A few limitations should be noted. Depression symptoms were collected by self-report and thus social desirability bias may have led to underreporting, or similarly worded items may have influenced women to respond consistently regardless of actual experience. However, this effect is likely to have remained consistent over time and thus provided acceptable assessment of symptom change. Use of secondary data limits the interpretation of findings since data are constrained by the original study design. Interventions received by the dyads may have affected the degree of inter-dependence. While we controlled for interventions received in the analysis, there was no control group. The findings from APIM reflect associations and not necessarily causal relationships. However, within longitudinal APIM we controlled for within-dyad and within-person associations over time, and estimated both longitudinal actor and partner effects using rigorous methods.

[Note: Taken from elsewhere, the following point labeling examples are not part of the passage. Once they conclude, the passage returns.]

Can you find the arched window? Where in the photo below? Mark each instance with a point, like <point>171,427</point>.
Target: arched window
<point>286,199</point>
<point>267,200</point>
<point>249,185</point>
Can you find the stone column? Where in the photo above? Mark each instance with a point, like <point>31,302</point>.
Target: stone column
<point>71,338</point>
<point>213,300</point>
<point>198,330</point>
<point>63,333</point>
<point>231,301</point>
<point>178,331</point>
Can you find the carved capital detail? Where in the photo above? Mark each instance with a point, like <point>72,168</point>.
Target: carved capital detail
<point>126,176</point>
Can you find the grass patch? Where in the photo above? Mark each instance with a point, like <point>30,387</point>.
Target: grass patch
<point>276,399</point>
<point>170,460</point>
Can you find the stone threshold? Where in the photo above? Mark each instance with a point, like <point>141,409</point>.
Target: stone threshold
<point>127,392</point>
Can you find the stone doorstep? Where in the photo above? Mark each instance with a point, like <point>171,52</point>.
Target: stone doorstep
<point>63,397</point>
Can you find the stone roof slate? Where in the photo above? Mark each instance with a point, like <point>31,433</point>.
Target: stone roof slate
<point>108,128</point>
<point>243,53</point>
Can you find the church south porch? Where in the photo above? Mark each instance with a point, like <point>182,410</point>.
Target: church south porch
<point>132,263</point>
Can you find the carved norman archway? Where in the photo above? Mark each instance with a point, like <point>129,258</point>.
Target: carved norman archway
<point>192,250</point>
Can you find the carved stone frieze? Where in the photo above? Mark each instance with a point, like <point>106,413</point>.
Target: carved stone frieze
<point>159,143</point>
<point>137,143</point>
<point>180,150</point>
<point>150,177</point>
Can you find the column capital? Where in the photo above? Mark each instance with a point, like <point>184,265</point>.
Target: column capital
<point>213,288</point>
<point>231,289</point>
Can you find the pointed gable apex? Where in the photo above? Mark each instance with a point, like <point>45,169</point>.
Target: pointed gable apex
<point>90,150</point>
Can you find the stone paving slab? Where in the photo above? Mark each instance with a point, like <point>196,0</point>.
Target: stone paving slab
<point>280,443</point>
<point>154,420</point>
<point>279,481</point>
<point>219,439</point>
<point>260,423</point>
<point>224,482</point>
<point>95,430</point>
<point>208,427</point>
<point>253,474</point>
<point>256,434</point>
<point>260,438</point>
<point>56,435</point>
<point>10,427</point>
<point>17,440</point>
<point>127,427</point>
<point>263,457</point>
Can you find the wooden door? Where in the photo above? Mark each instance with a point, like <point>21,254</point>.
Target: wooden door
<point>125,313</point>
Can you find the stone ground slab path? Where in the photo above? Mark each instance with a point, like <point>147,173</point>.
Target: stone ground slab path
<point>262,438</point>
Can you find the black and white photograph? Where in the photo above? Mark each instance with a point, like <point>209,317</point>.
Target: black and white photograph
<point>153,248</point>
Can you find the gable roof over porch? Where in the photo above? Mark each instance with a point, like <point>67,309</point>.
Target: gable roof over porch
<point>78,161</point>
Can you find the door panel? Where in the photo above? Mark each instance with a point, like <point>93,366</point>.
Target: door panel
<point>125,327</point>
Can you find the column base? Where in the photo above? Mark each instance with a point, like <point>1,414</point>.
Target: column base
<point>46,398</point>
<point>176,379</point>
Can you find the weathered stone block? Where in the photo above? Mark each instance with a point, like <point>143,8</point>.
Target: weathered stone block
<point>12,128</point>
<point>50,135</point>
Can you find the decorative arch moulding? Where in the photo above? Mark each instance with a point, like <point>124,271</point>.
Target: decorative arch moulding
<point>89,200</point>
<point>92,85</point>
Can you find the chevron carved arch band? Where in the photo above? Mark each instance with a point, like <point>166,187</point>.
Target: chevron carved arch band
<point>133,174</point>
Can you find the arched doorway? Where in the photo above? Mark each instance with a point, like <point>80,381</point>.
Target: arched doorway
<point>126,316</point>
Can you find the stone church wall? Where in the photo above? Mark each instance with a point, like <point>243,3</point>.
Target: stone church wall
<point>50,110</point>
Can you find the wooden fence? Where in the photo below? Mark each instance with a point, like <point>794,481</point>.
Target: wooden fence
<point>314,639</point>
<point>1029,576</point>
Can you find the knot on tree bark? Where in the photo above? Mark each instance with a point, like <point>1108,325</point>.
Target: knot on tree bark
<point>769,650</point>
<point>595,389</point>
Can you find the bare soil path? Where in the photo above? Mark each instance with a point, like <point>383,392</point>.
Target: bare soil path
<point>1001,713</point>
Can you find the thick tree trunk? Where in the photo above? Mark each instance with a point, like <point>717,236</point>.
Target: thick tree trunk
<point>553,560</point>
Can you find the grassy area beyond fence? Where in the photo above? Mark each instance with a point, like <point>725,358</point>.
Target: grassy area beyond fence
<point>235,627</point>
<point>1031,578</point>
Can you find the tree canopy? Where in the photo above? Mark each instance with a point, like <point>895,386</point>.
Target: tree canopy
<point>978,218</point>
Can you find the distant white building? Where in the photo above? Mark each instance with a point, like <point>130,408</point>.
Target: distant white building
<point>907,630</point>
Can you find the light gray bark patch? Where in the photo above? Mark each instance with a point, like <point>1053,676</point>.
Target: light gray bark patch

Despite limitations, the actor and partner effects among caregivers and children presented here highlight the value of integrating interventions for at-risk families. Programs that simultaneously provide services to mothers and their young children by combining strategies that address maternal symptoms of depression and child behavior have proven effective and may be able to produce positive outcomes over time [31, 58]. In this sense, understanding the reciprocal connections between mother’s behavioral health and that of her child may be crucial inputs in the design and implementation of strategies addressing maternal and infant morbidity.